HDMI (and HD video in general) requires a very large bandwidth, which implies a fast processor that is capable of generating or manipulating that much data.
This excludes microcontrollers. If you want to drive HDMI, the smallest chip that could do so would be a small FPGA, an ARM Cortex A series, or similar. Microcontrollers simply don't have the required clock speed, interconnect bandwidth, or memory. Also, HDMI requires differential signal drivers, which are exceedingly rare if not nonexistent on microcontrollers.
Now, that said, it may be possible to couple a microcontroller to an HDMI transmitter, but you will still be hampered by the slow clock speed and very limited RAM. You will be better off using either an ARM A8/9 or an FPGA (probably with external DDR).
Typically, when you need a microcontroller-attached display, you would use one of the following options:
- a small LCD display, typically 16x2 or 20x4 monochromatic line display.
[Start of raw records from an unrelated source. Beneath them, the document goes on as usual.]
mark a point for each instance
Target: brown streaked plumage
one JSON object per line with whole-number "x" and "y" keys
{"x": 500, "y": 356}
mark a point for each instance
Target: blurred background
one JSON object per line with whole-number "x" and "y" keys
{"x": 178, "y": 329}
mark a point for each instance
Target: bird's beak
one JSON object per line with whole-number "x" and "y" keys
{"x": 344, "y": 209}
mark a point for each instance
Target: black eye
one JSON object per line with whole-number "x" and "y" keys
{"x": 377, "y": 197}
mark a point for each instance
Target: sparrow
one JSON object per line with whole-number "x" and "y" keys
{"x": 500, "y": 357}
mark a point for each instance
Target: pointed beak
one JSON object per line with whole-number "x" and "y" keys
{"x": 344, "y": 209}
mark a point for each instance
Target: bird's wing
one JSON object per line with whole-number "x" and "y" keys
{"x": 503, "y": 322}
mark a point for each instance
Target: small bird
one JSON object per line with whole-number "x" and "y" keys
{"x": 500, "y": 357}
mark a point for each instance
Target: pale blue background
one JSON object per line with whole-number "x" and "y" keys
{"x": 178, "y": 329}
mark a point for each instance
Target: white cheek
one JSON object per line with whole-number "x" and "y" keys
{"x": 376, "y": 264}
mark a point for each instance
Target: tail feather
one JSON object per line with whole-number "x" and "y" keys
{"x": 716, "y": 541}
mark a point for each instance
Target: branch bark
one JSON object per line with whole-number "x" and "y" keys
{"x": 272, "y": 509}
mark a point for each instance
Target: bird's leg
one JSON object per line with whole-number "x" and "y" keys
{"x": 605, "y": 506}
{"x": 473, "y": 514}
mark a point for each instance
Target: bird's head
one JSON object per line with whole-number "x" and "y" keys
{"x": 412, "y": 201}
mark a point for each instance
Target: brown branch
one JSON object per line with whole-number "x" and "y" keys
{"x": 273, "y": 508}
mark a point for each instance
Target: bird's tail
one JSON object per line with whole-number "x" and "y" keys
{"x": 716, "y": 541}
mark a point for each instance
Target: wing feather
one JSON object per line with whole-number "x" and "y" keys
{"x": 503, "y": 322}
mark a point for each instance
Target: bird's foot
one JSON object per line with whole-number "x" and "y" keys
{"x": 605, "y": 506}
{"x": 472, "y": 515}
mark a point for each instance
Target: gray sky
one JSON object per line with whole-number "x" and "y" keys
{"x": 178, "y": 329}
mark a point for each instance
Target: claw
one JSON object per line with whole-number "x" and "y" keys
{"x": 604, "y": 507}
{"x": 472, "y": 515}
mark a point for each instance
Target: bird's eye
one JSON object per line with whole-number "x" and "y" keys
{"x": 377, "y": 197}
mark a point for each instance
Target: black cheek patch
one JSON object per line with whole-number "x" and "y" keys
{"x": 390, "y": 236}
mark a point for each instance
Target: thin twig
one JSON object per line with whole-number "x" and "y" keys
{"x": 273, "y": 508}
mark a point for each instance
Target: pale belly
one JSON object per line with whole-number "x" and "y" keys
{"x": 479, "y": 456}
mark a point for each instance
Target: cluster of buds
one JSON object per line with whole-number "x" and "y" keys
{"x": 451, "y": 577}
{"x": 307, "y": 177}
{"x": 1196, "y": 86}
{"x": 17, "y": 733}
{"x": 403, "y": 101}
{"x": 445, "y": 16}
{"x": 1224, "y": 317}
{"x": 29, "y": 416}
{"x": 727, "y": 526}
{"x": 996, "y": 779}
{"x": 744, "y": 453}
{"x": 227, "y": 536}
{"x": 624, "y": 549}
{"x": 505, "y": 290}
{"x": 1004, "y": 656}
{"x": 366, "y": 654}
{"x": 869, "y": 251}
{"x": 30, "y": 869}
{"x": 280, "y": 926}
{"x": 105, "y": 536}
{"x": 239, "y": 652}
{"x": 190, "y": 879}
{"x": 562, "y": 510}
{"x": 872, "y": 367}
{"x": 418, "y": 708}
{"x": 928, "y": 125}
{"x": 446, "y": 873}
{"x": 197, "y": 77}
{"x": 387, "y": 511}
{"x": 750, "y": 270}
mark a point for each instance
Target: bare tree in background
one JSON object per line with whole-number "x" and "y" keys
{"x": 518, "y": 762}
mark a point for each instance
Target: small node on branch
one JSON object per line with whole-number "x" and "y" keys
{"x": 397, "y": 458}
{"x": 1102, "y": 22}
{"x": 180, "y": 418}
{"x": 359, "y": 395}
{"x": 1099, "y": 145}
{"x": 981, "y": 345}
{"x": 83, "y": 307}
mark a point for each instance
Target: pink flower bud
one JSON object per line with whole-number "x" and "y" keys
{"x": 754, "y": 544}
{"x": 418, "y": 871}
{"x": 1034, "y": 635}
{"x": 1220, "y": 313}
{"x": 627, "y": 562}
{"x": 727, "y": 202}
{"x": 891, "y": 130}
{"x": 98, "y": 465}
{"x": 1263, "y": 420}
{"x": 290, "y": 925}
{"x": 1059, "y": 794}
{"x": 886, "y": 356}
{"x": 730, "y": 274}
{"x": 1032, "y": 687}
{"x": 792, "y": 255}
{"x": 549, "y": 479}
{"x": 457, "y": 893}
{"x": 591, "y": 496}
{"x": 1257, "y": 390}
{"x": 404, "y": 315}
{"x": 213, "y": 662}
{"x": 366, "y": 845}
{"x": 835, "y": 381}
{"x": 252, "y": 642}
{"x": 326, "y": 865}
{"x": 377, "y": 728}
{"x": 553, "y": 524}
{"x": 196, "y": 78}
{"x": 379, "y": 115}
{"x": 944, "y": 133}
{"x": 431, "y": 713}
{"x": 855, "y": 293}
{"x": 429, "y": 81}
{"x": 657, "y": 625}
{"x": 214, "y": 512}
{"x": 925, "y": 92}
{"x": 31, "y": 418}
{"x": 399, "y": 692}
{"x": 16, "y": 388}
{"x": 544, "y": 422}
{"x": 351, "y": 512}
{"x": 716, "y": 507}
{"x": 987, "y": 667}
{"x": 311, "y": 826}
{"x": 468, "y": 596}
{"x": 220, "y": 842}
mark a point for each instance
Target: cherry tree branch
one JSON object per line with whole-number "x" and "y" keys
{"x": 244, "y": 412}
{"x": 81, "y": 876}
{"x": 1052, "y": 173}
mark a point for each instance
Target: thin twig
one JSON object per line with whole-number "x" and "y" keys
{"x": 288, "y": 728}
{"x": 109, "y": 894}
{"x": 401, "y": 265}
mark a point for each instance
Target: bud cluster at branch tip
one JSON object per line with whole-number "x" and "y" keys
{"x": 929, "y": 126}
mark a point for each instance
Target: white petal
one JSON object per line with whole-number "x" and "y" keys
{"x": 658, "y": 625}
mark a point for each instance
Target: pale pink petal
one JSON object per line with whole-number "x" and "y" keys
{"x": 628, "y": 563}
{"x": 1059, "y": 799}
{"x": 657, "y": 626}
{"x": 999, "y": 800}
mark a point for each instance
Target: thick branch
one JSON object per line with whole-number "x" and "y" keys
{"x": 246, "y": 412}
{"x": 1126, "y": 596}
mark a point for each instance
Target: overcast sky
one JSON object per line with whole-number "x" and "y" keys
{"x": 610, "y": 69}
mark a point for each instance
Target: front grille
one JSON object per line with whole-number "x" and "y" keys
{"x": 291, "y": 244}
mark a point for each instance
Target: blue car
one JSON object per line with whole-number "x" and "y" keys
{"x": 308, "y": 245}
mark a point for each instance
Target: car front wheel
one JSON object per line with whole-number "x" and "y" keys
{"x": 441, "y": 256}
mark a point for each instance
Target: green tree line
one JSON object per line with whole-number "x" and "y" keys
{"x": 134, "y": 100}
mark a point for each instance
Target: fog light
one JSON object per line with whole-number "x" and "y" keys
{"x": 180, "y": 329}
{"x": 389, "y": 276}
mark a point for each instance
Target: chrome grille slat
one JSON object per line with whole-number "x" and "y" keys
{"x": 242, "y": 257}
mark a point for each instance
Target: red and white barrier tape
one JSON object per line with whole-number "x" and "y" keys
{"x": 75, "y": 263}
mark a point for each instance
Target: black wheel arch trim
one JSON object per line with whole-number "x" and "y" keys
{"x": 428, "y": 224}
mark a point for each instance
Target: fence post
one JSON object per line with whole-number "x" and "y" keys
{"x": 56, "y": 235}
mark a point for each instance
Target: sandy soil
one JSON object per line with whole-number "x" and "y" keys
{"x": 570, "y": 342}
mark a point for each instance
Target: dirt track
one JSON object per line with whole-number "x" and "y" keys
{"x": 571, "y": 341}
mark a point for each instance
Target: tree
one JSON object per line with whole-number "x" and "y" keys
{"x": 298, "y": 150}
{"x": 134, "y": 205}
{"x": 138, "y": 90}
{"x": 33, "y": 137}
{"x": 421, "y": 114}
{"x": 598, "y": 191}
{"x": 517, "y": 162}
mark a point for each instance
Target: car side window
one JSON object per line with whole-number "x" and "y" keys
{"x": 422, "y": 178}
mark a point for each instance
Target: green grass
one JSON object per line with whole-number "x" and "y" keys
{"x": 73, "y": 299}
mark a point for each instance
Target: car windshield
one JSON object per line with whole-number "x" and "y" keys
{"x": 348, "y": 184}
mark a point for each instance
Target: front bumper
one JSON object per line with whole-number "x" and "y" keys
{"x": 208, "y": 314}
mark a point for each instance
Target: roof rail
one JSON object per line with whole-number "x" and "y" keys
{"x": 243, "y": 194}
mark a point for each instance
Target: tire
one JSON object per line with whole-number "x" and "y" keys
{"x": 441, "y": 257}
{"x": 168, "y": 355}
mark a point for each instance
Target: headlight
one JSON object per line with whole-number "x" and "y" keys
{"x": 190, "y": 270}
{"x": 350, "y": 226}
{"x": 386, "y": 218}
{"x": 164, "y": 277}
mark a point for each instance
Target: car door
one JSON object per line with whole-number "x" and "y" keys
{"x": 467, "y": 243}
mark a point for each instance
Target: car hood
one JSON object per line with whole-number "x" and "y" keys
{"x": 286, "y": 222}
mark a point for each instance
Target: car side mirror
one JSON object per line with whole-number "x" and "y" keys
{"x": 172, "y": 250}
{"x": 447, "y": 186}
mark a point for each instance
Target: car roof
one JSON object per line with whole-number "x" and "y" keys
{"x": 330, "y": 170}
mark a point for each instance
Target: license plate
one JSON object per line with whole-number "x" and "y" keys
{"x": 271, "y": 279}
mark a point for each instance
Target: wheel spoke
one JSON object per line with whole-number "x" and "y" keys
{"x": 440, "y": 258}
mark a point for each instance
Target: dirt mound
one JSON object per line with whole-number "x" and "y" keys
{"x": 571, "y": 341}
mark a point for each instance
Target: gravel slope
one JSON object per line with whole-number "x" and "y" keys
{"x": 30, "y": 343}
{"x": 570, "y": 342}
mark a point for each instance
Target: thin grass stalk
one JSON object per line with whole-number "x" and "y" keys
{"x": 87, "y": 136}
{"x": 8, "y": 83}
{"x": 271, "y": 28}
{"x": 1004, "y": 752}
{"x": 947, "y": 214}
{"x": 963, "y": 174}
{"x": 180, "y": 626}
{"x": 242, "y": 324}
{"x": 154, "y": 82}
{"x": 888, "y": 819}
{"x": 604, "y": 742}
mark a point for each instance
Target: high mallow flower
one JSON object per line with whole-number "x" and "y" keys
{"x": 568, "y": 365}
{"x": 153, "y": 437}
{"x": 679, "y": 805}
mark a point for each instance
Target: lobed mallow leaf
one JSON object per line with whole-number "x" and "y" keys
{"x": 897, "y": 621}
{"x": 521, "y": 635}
These can be driven directly via GPIO pins, or through a serial/I2C "backpack" which reduces the number of needed IO lines.
- an I2C/SPI OLED. These are often 128x64 pixels, monochromatic.
- a SPI TFT LCD. Full-color, typ. 1.8-~4in diagonal, sometimes with resistive touch support.
It is possible to directly drive VGA at limited resolutions and color depths from a MCU, but it requires the majority of available processing cycles and memory, so it is typically more often a novelty rather than a practical solution.